The only reason I'm offering the weekly ZIP is because Memblers and I both felt it might keep people from downloading the entire sites' content on a regular basis. It has helped -- there's even someone that mirrors that ZIP file on a weekly basis (they fetch it once a week a few hours after we automatically update it). But sadly it doesn't stop people who use leech software (not the mention ones which forge their User-Agent!) against http://nesdev.com/ and then don't bother to look at it what the client is doing for 24+ hours (since they all get stuck in infinite loops once they hit the web boards).

EDIT: I thought about this a little bit more. I'm going to try an experiment for you, tepples. I'm going to remove the robots.txt for the next 3-4 weeks and watch our bandwidth usage closely. I put the robots.txt in place back in February of 2007, so it's possible Google and others have fixed their crawling software within the past year. If things get bad, obviously I'll put it back, but I'm willing to try an experiment for now.

Let me know how things look in a few days (I forget how often Google runs their scrapes).

P.S. -- Looks like they finally stopped: http://jdc.parodius.com/lj/china_incident/dropped_packets_0330_1523.png

by Xkeeper on 2008-05-06 (#33293)

fwiw, you could block certain pages that are known to eat bandwidth, like viewtopic.php?p=* (and other things, and only let it archive forums and threads.
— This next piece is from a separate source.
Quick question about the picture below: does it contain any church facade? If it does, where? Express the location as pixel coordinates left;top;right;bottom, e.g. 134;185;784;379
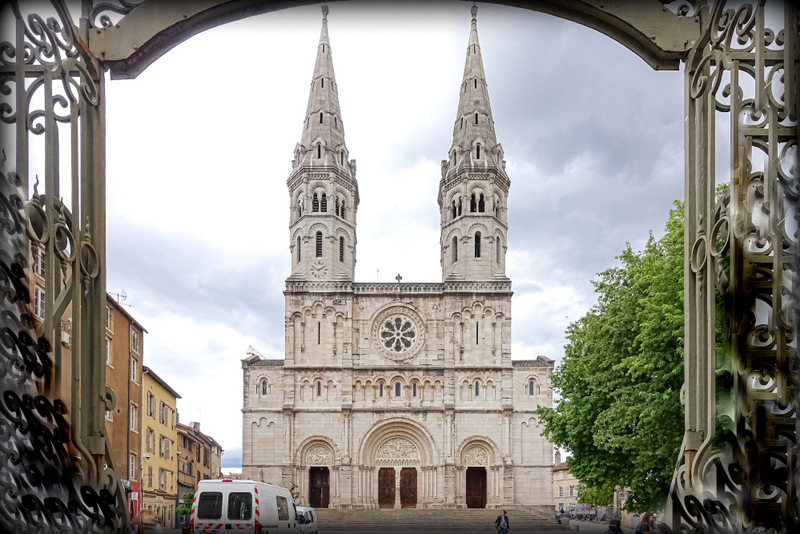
241;6;554;509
by koitsu on 2008-05-12 (#33382)

Xkeeper wrote:
fwiw, you could block certain pages that are known to eat bandwidth, like viewtopic.php?p=* (and other things, and only let it archive forums and threads.

That doesn't work in the long-term. The way things are currently work fine, and Google should be caching the forums (tepples can verify the robots.txt is gone). The amount of bandwidth this site gets is pretty astounding considering how "niche" it is. People don't understand how expensive bandwidth is.